Para entender o imbróglio: segundo os acordos feitos com a Evergreen, a Warner possui somente direito a 25 casos dos Warren (o que seria equivalente a apenas 1% deles), incluindo aí a casa da fazenda dos Perron do primeiro Invocação do Mal. Para levar novas histórias ao cinemas, deveria desembolsar uma grana para cada uma delas, ou então, claro, colocar o Sr. DeRosa-Grund como produtor. Além disso, a Evergreen vendeu esses direitos para a Lionsgate produzir uma série de televisão, que está devidamente parada no sinal vermelho por conta dessa pendenga jurídica.

Qual foi a saída dos engravatados do estúdio da Caixa D’água? Alegar que tanto o caso de Annabelle, o spinoff da boneca do Capiroto, quanto do Poltergeist de Enfield, são vagamente baseados em passagens do livro O Demonologista, que possui direitos de publicação limitados, já que a Warner tem um acordo de colaboração com o escritor Gerald Brittle para sua adaptação, enquanto DeRosa-Grund mantém autoridade sobre os direitos dos tais “arquivos de casos reais de Ed e Lorraine Warren”.

Com o lançamento de Annabelle e Invocação do Mal 2, veio um segundo processo, uma vez que de acordo com a Evergreen, Brittle havia lhes garantido de forma prévia uma opção de adquirir os direitos futuros para explorar O Demonologista. Só que, nesse balaio de gato, Tony Spera, genro dos Warren, “tomou posse” desses direitos e vendeu para a editora Graymalkin, fazendo com que o processo respingasse até na família, acusada de não honrar os contratos do livro. ALTAS TRETAS!

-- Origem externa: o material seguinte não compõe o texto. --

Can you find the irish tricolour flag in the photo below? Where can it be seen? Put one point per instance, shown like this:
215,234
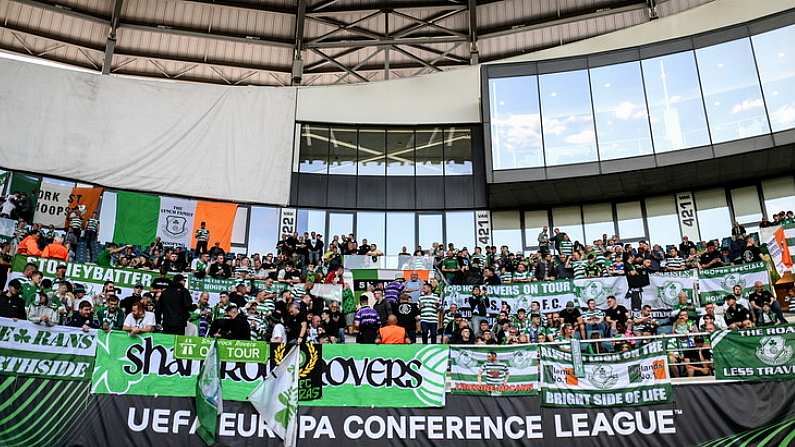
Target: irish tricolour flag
136,219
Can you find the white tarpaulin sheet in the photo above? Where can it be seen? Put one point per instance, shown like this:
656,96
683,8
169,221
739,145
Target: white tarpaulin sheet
232,143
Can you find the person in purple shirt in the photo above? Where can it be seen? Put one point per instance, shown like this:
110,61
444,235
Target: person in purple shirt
393,290
367,322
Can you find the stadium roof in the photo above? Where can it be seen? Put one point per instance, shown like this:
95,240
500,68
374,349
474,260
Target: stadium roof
306,42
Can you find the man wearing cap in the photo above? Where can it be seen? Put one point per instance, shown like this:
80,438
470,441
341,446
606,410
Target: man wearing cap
174,306
11,303
127,302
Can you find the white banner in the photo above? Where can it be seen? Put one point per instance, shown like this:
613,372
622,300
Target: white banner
686,210
52,204
482,228
175,223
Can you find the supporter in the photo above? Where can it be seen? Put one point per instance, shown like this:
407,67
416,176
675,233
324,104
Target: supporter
11,303
392,333
84,318
736,315
174,307
366,322
40,312
759,297
110,316
698,360
139,320
56,250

Segundo os advogados do demandantes, existe a possibilidade muito real dos réus perderem todos os direitos que tenham conexão com a franquia Invocação do Mal. Enquanto isso, para a Warner, Inês é morta e ela segue assustando um monte de gente por aí, levando os causos baseados em histórias reais dos Warren (mesmo que pero no mucho) para as telas e enchendo os bolsos com as gordas bilheterias dos filmes.

As forças das trevas agradecem.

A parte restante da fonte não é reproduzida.